Google Cloud Print review: First Look
Google attempts to revolutionise the world of printers with its cloud-based approach to printing, but how well does the new service actually work? Kat Orphanides fires up her web browser to find out.
Head In The Cloud Cloud Print's potential is massive and we expect to see more printing options appear. However, as expected for Google, the service is still in its beta version and it definitely feels like it too. Regardless of whether you print from your phone or from the Print Using Google Cloud Print extension, you're presented with every single printer profile on any of the associated PCs Cloud Print can see. This gives you a lot of choices, but also clutters up the selection box with Windows' virtual printer devices. We'd like to be able to select a few favourites to be displayed at the top of the list. Printers are only available to the account that connected them to Cloud Print. Google says its working on "tools that will let you share and control access to your printer as easily as you can share files in Google Docs", but that's a development for the future. An issue that's unlikely to be resolved by future developments is that, in order to print, your Cloud Print server has to be active. That means that Chrome has to be left running on the PC connected to the printer you want. Leaving your PC switched on all the time isn't exactly environmentally friendly and leaving it logged in isn't very security conscious. You could use a low-energy PC as a print server, or configure your computer to Wake-on-LAN and send a magic packet to wake it with a smartphone app, but it's all extra effort for a service that's supposed to minimise hassle. Google anticipates that in future printers will have built-in support for Cloud Print, so we won't need Chrome acting as an intermediary. However, the technology will have to prove itself before printer manufacturers are prepared to adopt it.
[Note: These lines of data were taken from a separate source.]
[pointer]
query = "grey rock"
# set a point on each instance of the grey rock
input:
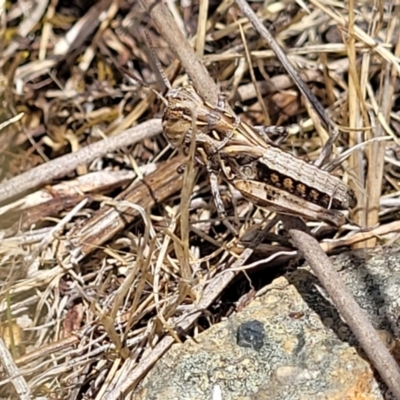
(289, 343)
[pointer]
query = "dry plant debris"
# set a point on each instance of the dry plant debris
(103, 266)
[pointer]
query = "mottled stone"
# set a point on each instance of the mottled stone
(289, 343)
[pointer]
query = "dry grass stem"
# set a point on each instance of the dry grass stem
(111, 247)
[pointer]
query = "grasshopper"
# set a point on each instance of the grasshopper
(262, 172)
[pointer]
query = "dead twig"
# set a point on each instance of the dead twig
(64, 165)
(347, 306)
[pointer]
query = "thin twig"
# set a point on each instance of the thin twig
(64, 165)
(168, 29)
(354, 316)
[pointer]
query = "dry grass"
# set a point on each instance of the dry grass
(103, 266)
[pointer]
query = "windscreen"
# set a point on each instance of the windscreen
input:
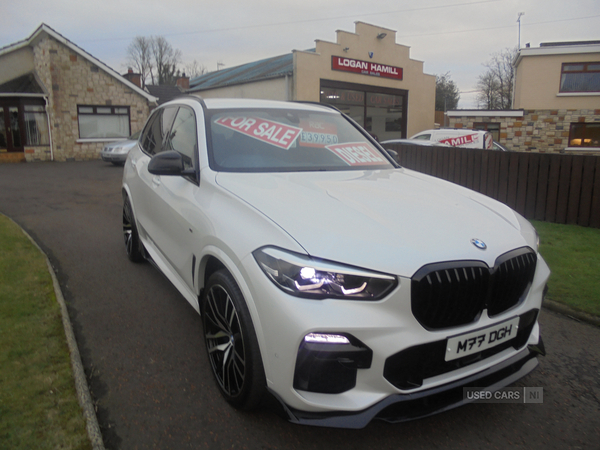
(286, 140)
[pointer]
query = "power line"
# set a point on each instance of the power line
(295, 22)
(495, 28)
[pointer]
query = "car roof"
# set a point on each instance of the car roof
(243, 103)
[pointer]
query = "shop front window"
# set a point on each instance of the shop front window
(380, 111)
(492, 127)
(580, 77)
(584, 135)
(103, 122)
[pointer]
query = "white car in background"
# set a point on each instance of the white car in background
(327, 277)
(116, 152)
(457, 137)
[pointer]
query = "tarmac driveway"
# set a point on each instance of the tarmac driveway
(143, 353)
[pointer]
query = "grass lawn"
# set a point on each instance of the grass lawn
(38, 402)
(573, 254)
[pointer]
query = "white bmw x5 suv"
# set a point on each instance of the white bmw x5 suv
(328, 277)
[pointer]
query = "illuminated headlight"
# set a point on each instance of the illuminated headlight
(307, 277)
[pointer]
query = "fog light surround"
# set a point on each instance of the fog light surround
(328, 363)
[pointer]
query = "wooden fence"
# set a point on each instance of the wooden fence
(548, 187)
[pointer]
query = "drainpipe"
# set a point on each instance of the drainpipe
(287, 88)
(49, 130)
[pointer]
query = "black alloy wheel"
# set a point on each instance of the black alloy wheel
(231, 343)
(133, 246)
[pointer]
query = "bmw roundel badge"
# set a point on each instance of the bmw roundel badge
(479, 244)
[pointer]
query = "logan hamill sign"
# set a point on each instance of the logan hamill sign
(365, 68)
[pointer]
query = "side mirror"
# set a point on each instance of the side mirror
(166, 163)
(392, 153)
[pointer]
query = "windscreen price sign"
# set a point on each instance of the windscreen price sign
(274, 133)
(357, 154)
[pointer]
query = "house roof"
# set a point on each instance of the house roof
(25, 84)
(164, 93)
(558, 48)
(265, 69)
(45, 29)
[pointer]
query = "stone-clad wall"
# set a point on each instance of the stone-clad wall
(71, 81)
(541, 131)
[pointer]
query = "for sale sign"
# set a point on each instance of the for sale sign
(357, 154)
(274, 133)
(366, 68)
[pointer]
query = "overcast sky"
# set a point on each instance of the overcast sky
(455, 36)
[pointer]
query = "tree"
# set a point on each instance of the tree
(139, 57)
(488, 96)
(496, 84)
(166, 58)
(447, 93)
(194, 69)
(155, 59)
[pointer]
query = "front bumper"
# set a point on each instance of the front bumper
(387, 328)
(404, 407)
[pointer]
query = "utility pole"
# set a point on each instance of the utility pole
(519, 20)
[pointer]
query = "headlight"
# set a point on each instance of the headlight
(307, 277)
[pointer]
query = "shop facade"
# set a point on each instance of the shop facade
(366, 74)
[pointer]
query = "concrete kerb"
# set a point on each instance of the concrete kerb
(572, 313)
(83, 392)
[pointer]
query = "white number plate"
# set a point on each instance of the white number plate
(476, 341)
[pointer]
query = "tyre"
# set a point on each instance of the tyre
(133, 245)
(231, 343)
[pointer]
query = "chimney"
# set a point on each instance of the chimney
(135, 78)
(183, 82)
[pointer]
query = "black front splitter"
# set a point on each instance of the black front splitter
(404, 407)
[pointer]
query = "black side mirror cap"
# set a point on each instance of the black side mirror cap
(166, 163)
(392, 153)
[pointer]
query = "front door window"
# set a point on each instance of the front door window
(15, 129)
(23, 122)
(3, 137)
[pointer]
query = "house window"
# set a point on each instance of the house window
(584, 135)
(580, 77)
(492, 127)
(36, 125)
(103, 122)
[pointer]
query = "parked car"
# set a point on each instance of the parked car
(116, 152)
(457, 137)
(422, 142)
(328, 277)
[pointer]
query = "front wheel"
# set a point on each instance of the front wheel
(231, 343)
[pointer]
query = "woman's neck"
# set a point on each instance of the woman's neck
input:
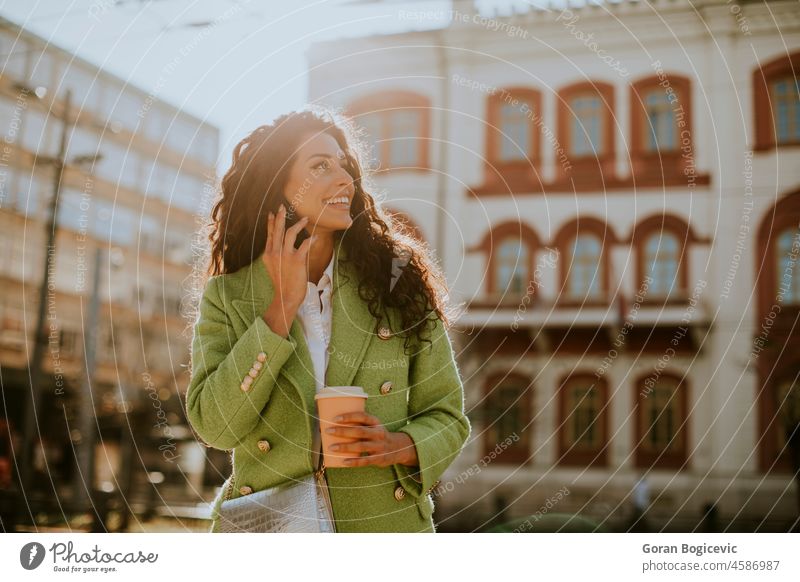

In fact, several companies already have their own approaches to printing from smartphones or from the cloud. HP's ePrint system is the most well-developed. Every ePrint printer has its own email address and will print anything you email to it. Apple has its own approach to smartphone printing, AirPrint, which is designed to work with a limited range of HP ePrint printers. However, AirPrint, like all the other smartphone printer drivers we've seen, only works if your phone and your printer are on the same network. It doesn't approach the scope and flexibility of what Google is trying to do.
Although it's very rough around the edges, we like Google Cloud Print a lot. It's incredibly useful and we don't want to do without it now that we have it. Google has enough clout to drag the rest of the market along with it, as long as Cloud Print gets the in-house support and development it deserves. If this happens, we expect Google to become as important to printing as it now is to email, mobile phones and document sharing.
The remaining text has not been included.